When this had been a lake, the shores on this side had been steeply sloped. The gnolls must have dug things out when they’d made it into a murder pit, though, because the dirt shore was now held back by a wooden retaining wall. A rickety, hastily constructed wooden retaining wall.
Back when this had been a game and all the environments were static, the terrifyingly hasty construction would have just been color, but it was finally starting to hit James that everything here was real now, which meant everything was on the table. There was no more invisible rule set forcing him to fight monsters in a particular way. It was just him and physics, so as Gore Maul bulldozed his way through the last remaining spikes toward him, James turned around to pull the oldest trick in the book.
Brandishing his staff, he put his back to the wall and waited, holding his ground as the charging, truck-sized monster got closer and closer. Finally, right when the snickering Gore Maul was picking up speed to trample him under his boots, James dove low and to the left, protecting his injured arm with his good one as he flung himself gracelessly into the mud.
Gore Maul’s ax sliced inches over his head as the freight train of undeath rampaged past at top speed. But when Gore Maul tried to turn to go after him, his feet lost traction on the slippery mud, sending him sliding face-first straight into the wall.
The whole pit shook. Gore Maul had hit the wall like a speeding cement truck, but though the wooden boards cracked and flew apart, the dirt behind them didn’t collapse and bury him.
Something better happened.
Wiping mud out of his eyes, James sat up in amazement as the gigantic Gore Maul pushed himself off the broken wall. The impact had flattened him cartoonishly, crushing his muzzle into his face. James didn’t understand how that was possible until he saw the stones poking out of the mud
behind the broken wood.
That was why the wall hadn’t collapsed, he realized. There was an old fieldstone drainage tunnel buried behind the wood.
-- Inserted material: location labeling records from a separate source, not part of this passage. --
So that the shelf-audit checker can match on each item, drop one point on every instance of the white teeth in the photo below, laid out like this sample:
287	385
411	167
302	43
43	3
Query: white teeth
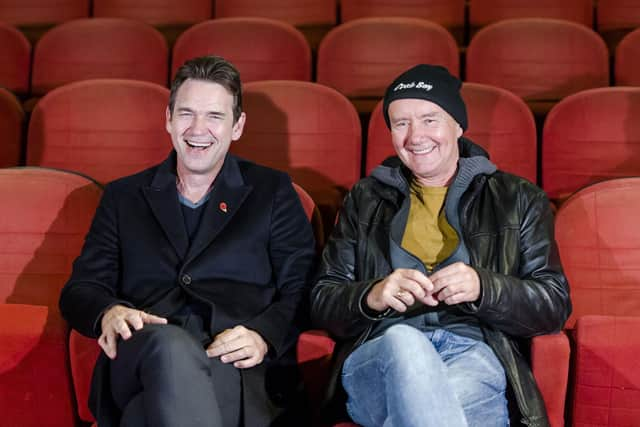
198	144
425	150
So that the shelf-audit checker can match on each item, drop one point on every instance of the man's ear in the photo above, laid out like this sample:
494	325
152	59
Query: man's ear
238	127
167	123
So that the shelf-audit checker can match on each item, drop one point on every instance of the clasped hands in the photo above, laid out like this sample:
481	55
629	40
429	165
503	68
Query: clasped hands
243	347
452	284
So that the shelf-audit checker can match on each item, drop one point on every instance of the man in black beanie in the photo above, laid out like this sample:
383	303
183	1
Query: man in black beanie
439	267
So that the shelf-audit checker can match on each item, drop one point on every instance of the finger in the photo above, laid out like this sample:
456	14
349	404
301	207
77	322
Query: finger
122	329
248	363
405	297
135	319
219	348
107	343
396	304
239	354
420	279
430	299
151	318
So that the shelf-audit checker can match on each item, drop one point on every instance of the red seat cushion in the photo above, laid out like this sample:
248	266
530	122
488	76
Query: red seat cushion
607	389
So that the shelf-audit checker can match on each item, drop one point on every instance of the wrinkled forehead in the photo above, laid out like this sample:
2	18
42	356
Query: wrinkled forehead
415	107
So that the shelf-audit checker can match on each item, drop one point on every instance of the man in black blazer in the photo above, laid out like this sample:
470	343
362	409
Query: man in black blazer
193	275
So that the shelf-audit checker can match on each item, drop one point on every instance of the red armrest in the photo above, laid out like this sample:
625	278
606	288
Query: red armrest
83	353
21	329
550	365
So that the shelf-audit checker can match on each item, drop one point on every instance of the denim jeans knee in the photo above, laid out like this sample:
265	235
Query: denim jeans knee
407	377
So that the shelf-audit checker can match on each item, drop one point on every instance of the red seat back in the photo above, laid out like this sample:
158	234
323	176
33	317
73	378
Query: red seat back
308	130
484	12
260	48
617	15
42	227
155	12
538	59
591	136
598	235
15	59
42	12
11	123
295	12
105	128
360	58
627	60
448	13
99	48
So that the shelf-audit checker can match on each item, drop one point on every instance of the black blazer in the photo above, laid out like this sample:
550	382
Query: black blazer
249	262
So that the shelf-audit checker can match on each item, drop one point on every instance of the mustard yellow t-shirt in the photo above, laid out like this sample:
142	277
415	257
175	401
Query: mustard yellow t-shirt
428	235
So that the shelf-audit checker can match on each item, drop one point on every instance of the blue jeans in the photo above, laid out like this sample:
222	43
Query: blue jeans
407	377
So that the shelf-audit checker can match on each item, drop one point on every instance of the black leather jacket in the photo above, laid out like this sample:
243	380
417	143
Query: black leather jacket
507	226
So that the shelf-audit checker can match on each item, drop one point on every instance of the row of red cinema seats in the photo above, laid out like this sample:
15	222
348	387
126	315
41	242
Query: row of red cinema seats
108	128
457	15
45	372
540	60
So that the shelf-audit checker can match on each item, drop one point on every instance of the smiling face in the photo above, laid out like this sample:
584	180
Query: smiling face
202	128
425	138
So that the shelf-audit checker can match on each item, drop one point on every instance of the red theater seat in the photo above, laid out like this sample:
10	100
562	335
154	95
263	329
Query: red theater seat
44	219
11	124
42	12
155	12
541	60
627	60
15	59
360	58
599	239
308	130
295	12
94	48
260	48
591	136
105	128
448	13
499	121
485	12
615	18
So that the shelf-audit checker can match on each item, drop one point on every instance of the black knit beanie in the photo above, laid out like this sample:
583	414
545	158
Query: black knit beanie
432	83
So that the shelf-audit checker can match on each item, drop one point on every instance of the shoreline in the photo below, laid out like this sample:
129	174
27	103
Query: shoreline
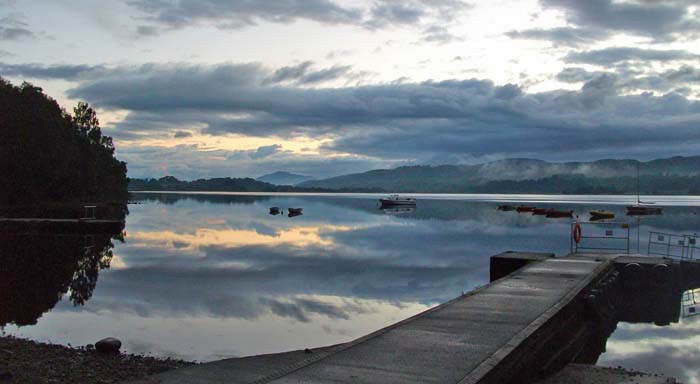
65	364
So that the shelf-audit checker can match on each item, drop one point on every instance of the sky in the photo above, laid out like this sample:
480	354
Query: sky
237	88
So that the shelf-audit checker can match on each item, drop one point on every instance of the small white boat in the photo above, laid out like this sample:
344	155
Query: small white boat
397	200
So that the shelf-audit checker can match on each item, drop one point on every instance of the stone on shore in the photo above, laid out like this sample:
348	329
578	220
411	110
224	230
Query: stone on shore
108	345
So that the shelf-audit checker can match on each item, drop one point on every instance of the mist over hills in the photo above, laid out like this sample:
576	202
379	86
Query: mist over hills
284	178
671	175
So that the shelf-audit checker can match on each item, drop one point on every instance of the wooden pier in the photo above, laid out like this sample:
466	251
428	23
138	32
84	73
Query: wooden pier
539	314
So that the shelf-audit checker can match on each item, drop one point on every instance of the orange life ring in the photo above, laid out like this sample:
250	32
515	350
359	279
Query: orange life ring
577	233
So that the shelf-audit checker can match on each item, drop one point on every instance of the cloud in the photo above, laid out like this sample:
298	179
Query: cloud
13	28
676	80
561	36
305	74
659	20
265	151
234	14
439	34
182	134
393	123
161	16
394	12
40	71
608	56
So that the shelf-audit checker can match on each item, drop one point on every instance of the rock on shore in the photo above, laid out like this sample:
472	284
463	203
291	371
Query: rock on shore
27	361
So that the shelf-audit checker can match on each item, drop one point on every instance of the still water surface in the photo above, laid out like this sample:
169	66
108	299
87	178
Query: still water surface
209	276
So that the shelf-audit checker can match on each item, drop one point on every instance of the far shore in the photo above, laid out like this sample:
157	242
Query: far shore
64	364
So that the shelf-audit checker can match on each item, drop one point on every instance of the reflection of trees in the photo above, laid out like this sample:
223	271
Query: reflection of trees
37	270
172	198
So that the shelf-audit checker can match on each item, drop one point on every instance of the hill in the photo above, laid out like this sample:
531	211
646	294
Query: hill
48	155
677	175
284	178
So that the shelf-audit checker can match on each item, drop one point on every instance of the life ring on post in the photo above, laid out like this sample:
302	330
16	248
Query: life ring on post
576	232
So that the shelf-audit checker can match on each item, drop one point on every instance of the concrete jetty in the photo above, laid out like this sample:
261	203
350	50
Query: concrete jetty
539	314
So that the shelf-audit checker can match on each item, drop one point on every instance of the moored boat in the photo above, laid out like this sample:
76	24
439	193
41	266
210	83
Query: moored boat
397	200
601	214
641	210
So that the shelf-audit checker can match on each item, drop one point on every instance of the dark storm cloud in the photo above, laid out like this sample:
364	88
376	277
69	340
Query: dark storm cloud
181	134
468	116
265	151
608	56
241	13
420	121
677	80
395	12
305	74
232	14
39	71
561	36
439	34
655	19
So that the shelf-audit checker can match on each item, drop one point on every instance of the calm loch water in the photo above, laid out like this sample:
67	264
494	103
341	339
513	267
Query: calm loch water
201	276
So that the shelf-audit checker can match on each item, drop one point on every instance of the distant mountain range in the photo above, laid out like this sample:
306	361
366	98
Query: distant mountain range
672	176
284	178
222	184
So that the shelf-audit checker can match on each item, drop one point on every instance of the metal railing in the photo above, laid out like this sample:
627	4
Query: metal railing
690	303
613	237
684	247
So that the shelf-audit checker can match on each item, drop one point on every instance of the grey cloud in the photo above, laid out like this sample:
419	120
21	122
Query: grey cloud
658	20
228	14
672	79
561	36
265	151
12	28
232	14
386	124
578	75
609	56
64	72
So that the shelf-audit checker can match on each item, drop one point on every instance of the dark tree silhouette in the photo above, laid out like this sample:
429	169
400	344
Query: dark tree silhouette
47	155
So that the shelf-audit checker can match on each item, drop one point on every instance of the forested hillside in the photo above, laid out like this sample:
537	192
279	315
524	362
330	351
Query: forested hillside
48	155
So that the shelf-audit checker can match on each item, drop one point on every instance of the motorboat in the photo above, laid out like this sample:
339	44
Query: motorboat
292	212
601	214
525	208
553	213
397	200
642	208
397	209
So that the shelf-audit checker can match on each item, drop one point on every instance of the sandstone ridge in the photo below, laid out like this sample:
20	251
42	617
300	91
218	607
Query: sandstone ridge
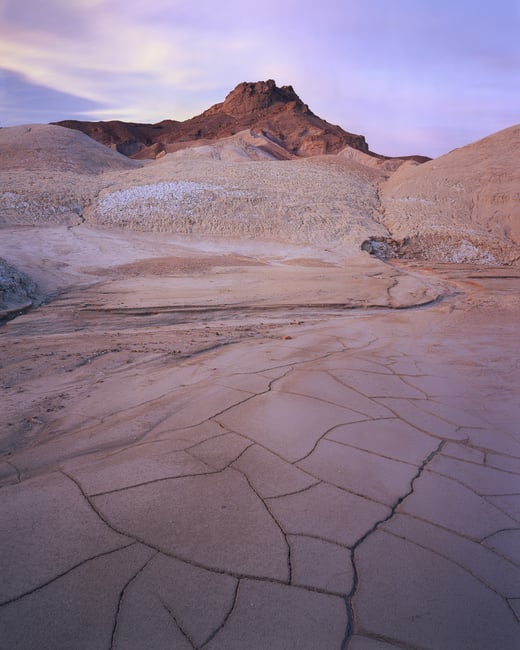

It looked normal enough, but the crushed-faced Gore Maul was staring at the unearthed stones like they held the secrets of the universe, and suddenly, James knew why.
This was the deepest part of the former lake, which meant that was the drainage tunnel from the locket quest. Gore Maul’s locket quest, the one that had been put in to weaken him so normal players would have a chance. Now that he knew what he was looking at, James could actually see the metal grate the locket was caught in. All he had to do was grab it, and the quest would be complete.
Launching off the ground, James threw himself between the still-stunned boss and the wall he was staring at. The sudden movement broke the spell, and Gore Maul roared in fury. Ignoring him, James dropped to his knees and shoved his good arm deep inside the metal grate, grasping with his fingers for what had to be there.
He was still digging when a giant paw seized his leg with bone-crushing force. As it pulled him back, James felt his claws snag something metallic. He managed to take the thing with him as Gore Maul hauled him into the air, dangling him upside down in front of his hideously smashed face. He was about to shove James’s entire body into what was left of his broken mouth when James flung out his filthy hand.
“Hunter of the Endless Grass!” he cried. “Remember who you are! Do not let undeath steal your honor!”
Gore Maul stopped, and James looked frantically at his outstretched hand. His fingers were so dirty, he had no idea if he was holding the locket or just some old gnoll trash. Either way, though, it was working, so he pressed on, reciting the words from the old quest as best he could remember.